Авель Енукидзе был наш с Кобой очень близкий друг со времен подпольной работы в Закавказье. Он являлся крестным отцом Нади, жены Кобы, – по нашим понятиям почти родственник. Старый большевик, организатор знаменитой подпольной типографии, после Революции Авель не лез в первые ряды… Коба насмешливо рассказывал, как предложил ему войти в Политбюро, а тот в ужасе замахал на него руками. Коба назначил его секретарем ВЦИКа. На этом посту Енукидзе щедро раздаривал квартиры, дачи и прочие блага нашей новой бюрократии. Сам же продолжал жить в небольшой квартирке в Кремле, наслаждаясь свободой от политических интриг и, главное, любовью. Высокий, вальяжный, с огненной шевелюрой и огненным темпераментом, он был знаменит своими бесчисленными любовными похождениями и очаровательно легким, веселым характером. Правда, огненная шевелюра сильно поседела и выцвела, но его широкое рябое лицо по-прежнему всегда улыбалось, и глаза заговорщически блестели при виде любой хорошенькой женщины…
Коба все читал… Оказывается, бывший крестьянин Калинин с его рязанским носом уточкой тоже разделял слабости великих князей – и у него имелась любовница балерина…
Многое в тот день прочитал мне вслух Коба – в том числе про приезды в актерский клуб наркома просвещения Луначарского, вчерашнего богоискателя. «После многократных тушений света, сопровождаемых женскими визгами, товарища Луначарского вынесли на руках в автомобиль… куда с ним села товарищ Розонель – актриса, состоящая с ним в связи…»
– Мижду нами говоря, наши товарищи после лишений дореволюционного времени очень хотят наслаждаться жизнью и сильно подразложились… Впрочем, и мой друг Фудзи не отстает от разложившегося Авеля. Спал с антисоветской сучкой. И просит Ягоду выпустить ее за границу…
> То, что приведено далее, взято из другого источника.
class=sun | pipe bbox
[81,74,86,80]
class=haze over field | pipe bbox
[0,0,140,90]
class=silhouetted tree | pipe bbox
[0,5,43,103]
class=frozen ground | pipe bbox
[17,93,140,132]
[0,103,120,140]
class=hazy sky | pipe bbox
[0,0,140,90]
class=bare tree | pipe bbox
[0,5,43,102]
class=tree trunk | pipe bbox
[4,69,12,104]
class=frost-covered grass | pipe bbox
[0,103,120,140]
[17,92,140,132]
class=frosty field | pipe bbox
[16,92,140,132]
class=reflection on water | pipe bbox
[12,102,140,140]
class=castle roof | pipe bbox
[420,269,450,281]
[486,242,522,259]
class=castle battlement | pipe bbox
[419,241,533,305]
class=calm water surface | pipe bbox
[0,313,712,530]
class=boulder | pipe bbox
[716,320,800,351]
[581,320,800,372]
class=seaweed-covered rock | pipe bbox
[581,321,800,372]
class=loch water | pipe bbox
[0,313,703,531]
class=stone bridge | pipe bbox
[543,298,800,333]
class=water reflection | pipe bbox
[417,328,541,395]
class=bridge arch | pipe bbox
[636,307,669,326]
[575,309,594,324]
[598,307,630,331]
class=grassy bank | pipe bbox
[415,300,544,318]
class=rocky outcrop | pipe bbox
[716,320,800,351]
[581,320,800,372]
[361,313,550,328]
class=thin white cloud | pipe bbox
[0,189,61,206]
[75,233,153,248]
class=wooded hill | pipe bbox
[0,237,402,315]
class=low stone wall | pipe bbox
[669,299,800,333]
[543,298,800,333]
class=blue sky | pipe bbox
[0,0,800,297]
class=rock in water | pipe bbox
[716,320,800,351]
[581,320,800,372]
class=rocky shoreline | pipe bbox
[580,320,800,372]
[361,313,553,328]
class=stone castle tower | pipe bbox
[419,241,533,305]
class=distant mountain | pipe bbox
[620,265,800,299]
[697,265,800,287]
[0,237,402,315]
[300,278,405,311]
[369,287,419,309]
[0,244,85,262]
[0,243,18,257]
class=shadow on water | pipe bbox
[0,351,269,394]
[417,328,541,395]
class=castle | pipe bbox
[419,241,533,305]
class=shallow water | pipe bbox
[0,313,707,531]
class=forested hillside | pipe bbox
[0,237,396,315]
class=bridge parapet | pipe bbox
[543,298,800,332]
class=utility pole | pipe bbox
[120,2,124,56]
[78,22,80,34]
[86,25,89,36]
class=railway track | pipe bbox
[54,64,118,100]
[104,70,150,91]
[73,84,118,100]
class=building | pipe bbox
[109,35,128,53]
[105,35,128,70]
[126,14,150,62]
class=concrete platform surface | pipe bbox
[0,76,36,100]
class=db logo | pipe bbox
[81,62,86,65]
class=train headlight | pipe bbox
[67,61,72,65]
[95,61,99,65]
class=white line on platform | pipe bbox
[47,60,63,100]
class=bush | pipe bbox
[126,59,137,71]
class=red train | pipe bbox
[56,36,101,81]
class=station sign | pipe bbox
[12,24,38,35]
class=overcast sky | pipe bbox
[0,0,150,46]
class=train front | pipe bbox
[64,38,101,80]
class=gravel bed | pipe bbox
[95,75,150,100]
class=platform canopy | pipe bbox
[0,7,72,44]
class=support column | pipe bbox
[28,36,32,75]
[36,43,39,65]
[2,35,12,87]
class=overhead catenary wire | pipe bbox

Только теперь я понял, зачем он мне все это читал. Да, он все про всех теперь знал, мой друг Коба. И про мою любовную историю тоже.
Внучка царя и она
В 1919 году я устроил в Публичную библиотеку в Иностранный отдел уже немолодую женщину (ей было тогда сорок семь лет). На работу ее оформили под именем Дарьи Евгеньевны Лейхтенберг. Была она воистину величественна. Помню гордо откинутую голову на высокой шее, украшенной ниткой великолепного жемчуга. Сотрудники тотчас поняли: эта из «бывших». Поняли и возненавидели. Держала она себя на редкость независимо. Когда на митинге кто-то провозгласил: «Да здравствует мировая Революция!», Дарья Евгеньевна прилюдно усомнилась, что будет мировая, ибо для этого просто не хватит евреев. И конечно, ее тотчас вычистили из библиотеки с опасной формулировкой «За то, что не изжила черт своего класса – высокомерия и антисемитизма». Но через Кобу я ее восстановил. Если бы в Библиотеке знали, кем была эта «бывшая»! Но знали лишь трое – мы с Кобой и Ильич.
Это была знаменитая княгиня Долли, принцесса Дарья Лейхтенбергская-Богарне, правнучка Николая I, праправнучка императрицы Жозефины и внучка пасынка Наполеона Евгения Богарне. Дело в том, что Мария, любимая дочь палача декабристов Николая I («Николая Палкина», как мы его именовали), вышла замуж за внука Жозефины герцога Лейхтенбергского. Их сын Евгений и был отцом нашей Долли. Ее нянчил царь Александр II. Но Александр III очень не любил ее. «Она похожа на своего развратного деда Макса Лейхтенбергского и поганит, как и он, свое тело», – говорил примерный семьянин, когда ему докладывали о бесконечных романах Долли. После революции она благополучно проживала за границей, где мы с ней и встретились.